'Entourage': Still, and Very Much, a Player
Sunday, April 8, 2007
An angry writer could take the material that goes into each episode of HBO's "Entourage" and make of it a bitter, scathing assault on Hollywood and the rancid values it pumps into America. But "Entourage" is no assault; it's a party, a spree, a picnic on the beach. It's a seductive celebration of excess and indulgence, not a guilty pleasure but a gilt-edged one.
Returning tonight at 10 with the first of eight new episodes (the "second part of its third season," HBO confusingly says), "Entourage" is at least as good as ever and maybe better, even though its two adversarial heroes, Vince the movie star and Ari the agent, have been separated. For at least the first five episodes, they are monarchs of parallel domains, each stubbornly trying not to go crawling back to the other.
Adrian Grenier is affably cute and cool as the actor, but it's Jeremy Piven's fire-breathing performance as Ari that makes the show, that lifts it above the ordinary and rams it into overdrive, the way nitrous oxide supercharged the hot rods in "The Fast and the Furious," two adjectives that fit Ari perfectly.
Piven's accomplishment is taking this essentially coldblooded monster and making us love him.
He's heedlessly ruthless but has to be. When, in the new episodes, he starts showing signs of compassion and concern for others, it scares him silly, because he knows it takes a tiger to survive in the jungle and he cannot be a pussycat. Series creator Doug Ellin, who wrote or co-wrote most of the new episodes, has found a way for Ari to grow and evolve without compromising his attractive explosiveness.
We wait for him to blow his top as eagerly as TV audiences of another age looked forward to Jackie Gleason's Ralph Kramden, in "The Honeymooners," to burst into fury, anger or pain. Piven is as crucial to "Entourage" as Simon Cowell is to "American Idol," but he's a much more electrifying presence.
As regular viewers remember from the first half of the third season -- or whatever it was -- Vince fired Ari as his agent and, as the story picks up, is now allied with the aggressively attractive (and attractively aggressive) Carla Gugino as Amanda, an agent who talks tough even to her own clients. The story line involving Gugino and Grenier is dramatically satisfying and moderately surprising. Vince is attracted to her and vice versa, but what we know, and wait for them to find out, is that they were not meant for each other -- at least not the way Vince and Ari were.
It's a peculiar platonic love affair currently in Splitsville. Ari thinks it's Vince's fault; Vince thinks it's Ari's. They're both right.
Debi Mazar is featured prominently in the opening credits, but doesn't show up in the episodes made available for preview. The rest of the gang's here, however, including Jerry Ferrara as the servile Turtle (who maxes out credit cards planning Vince's birthday party tonight), Kevin Connolly as Vince's manager, Eric, and Kevin Dillon going way over the top as Drama, too much of a buffoon and too clearly intended as Mr. Comic Relief. Dillon's scenes are lopsided because he plays Drama so broadly and transparently.
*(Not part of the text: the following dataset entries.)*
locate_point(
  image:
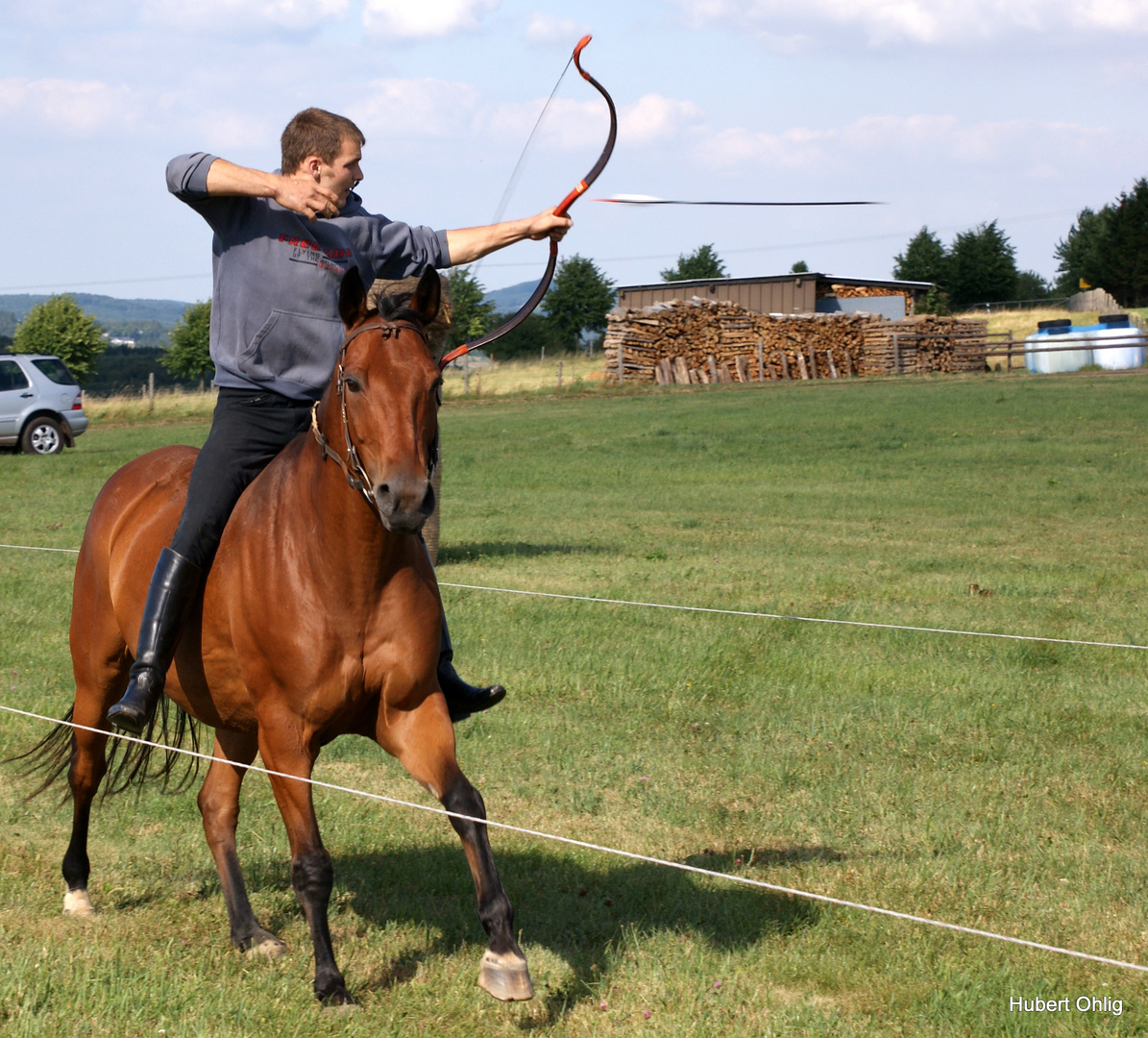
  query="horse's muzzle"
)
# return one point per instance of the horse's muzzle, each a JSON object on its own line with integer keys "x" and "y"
{"x": 404, "y": 503}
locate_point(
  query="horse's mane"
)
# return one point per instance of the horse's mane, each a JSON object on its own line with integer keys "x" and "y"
{"x": 396, "y": 308}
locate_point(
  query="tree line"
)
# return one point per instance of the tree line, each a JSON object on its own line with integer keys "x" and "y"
{"x": 1103, "y": 249}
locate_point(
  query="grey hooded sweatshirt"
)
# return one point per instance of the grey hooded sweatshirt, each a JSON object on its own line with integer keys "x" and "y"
{"x": 276, "y": 276}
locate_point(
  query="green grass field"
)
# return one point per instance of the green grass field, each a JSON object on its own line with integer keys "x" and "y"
{"x": 990, "y": 783}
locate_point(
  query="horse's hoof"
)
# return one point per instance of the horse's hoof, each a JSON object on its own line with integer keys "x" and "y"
{"x": 340, "y": 1001}
{"x": 268, "y": 947}
{"x": 78, "y": 902}
{"x": 505, "y": 977}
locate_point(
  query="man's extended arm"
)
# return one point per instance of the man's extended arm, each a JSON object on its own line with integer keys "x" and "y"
{"x": 471, "y": 243}
{"x": 299, "y": 193}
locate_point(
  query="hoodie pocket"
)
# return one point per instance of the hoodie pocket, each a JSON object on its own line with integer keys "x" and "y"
{"x": 299, "y": 348}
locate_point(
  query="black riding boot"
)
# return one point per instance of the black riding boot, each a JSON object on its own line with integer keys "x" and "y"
{"x": 170, "y": 595}
{"x": 461, "y": 698}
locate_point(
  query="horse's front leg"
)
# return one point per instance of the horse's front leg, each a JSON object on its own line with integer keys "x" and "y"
{"x": 311, "y": 872}
{"x": 424, "y": 742}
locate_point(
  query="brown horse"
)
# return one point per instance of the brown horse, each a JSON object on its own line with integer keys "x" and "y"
{"x": 321, "y": 617}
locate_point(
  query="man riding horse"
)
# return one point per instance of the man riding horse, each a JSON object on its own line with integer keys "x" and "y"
{"x": 281, "y": 245}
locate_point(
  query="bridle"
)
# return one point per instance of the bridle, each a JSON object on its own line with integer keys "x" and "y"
{"x": 353, "y": 467}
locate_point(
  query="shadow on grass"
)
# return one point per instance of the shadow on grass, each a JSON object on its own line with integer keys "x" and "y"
{"x": 476, "y": 550}
{"x": 580, "y": 915}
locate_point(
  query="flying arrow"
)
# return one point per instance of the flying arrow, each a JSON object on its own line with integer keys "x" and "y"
{"x": 649, "y": 200}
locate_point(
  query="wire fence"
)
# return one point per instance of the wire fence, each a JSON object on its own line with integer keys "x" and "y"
{"x": 681, "y": 866}
{"x": 734, "y": 612}
{"x": 774, "y": 888}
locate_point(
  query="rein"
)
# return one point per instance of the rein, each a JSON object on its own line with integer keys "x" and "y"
{"x": 353, "y": 467}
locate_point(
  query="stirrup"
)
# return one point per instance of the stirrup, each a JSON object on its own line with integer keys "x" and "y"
{"x": 134, "y": 712}
{"x": 463, "y": 698}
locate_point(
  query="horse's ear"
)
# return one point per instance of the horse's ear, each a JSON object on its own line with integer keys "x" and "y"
{"x": 352, "y": 299}
{"x": 428, "y": 295}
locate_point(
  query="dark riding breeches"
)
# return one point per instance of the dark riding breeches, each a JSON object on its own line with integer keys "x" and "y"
{"x": 248, "y": 430}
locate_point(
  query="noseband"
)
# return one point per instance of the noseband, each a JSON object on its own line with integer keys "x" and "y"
{"x": 353, "y": 467}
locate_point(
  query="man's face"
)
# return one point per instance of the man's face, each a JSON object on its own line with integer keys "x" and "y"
{"x": 343, "y": 172}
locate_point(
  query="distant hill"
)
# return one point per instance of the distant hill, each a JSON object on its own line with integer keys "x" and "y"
{"x": 506, "y": 300}
{"x": 104, "y": 308}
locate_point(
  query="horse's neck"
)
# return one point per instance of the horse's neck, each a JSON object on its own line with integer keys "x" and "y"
{"x": 358, "y": 553}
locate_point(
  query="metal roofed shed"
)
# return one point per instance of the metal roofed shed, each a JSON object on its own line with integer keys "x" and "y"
{"x": 794, "y": 293}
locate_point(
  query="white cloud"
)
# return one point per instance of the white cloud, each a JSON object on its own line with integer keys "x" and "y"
{"x": 224, "y": 17}
{"x": 787, "y": 25}
{"x": 918, "y": 141}
{"x": 546, "y": 29}
{"x": 69, "y": 107}
{"x": 653, "y": 117}
{"x": 423, "y": 18}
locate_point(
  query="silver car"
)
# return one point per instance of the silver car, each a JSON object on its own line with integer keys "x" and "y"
{"x": 41, "y": 408}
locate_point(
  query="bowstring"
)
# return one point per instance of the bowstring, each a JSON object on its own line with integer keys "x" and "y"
{"x": 504, "y": 201}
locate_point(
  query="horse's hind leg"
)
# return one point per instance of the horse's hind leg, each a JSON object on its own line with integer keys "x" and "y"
{"x": 219, "y": 806}
{"x": 100, "y": 667}
{"x": 424, "y": 742}
{"x": 86, "y": 770}
{"x": 311, "y": 872}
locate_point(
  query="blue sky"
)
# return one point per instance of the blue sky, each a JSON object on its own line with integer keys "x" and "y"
{"x": 952, "y": 111}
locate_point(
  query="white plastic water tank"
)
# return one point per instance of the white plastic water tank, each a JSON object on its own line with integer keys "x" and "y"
{"x": 1116, "y": 342}
{"x": 1063, "y": 359}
Rex Lee has lovably hilarious moments as Ari's gay boy Friday, Lloyd, whom Ari, in one of many weak moments, uses as bait to lure a fat and bald homosexual writer to the agency (Ari's act of contrition is a truly golden moment in the history of the series). Perry Reeves as Ari's wise wife has a higher profile than in previous seasons and makes the character deep and distinctive. Such glittery guest stars as the ageless Beverly D'Angelo, obnoxious Pauly Shore and flinty Nora Dunn show up as well.
Vince and his three close pals are "the boys from Queens," living the good life with the zest and abandon that come with knowing it may all end tomorrow. They're deplorable, unpardonable, shameful -- and why can't you and I be just like them? Since Vince is between films, supposedly reading scripts as he considers his next project, the boys have virtually nothing to do; they fill time with trips to the racetrack, throwing that extravagant birthday party (ingeniously financed), visiting a park for dogs and their owners, and dining -- make that eating -- at L.A.'s wettest watering holes.
There's an innocent irony, then, to Vince's declaration that "we need a nice vacation." Vacation? From what? But off they go to Mexico, leaving behind Ari and Lloyd, who dance for joy, literally, over the signing of a new client in the agency's stylishly sterile offices.
More than once someone will say, in a cliche that was surely popularized in Los Angeles, "It's all good." So it seems (except for Dillon) with "Entourage," down to the smallest details of la dolce vita in Beverly Hills, Bel Air and Malibu. The boys make the most of superficial pleasure, turning frivolous luxuries into necessities of life and trapping those of us who can only sit and watch somewhere between shameless envy and churlish jealousy. If it's not all good, it's because some of it is great.
Entourage (30 minutes) returns tonight at 10 on HBO.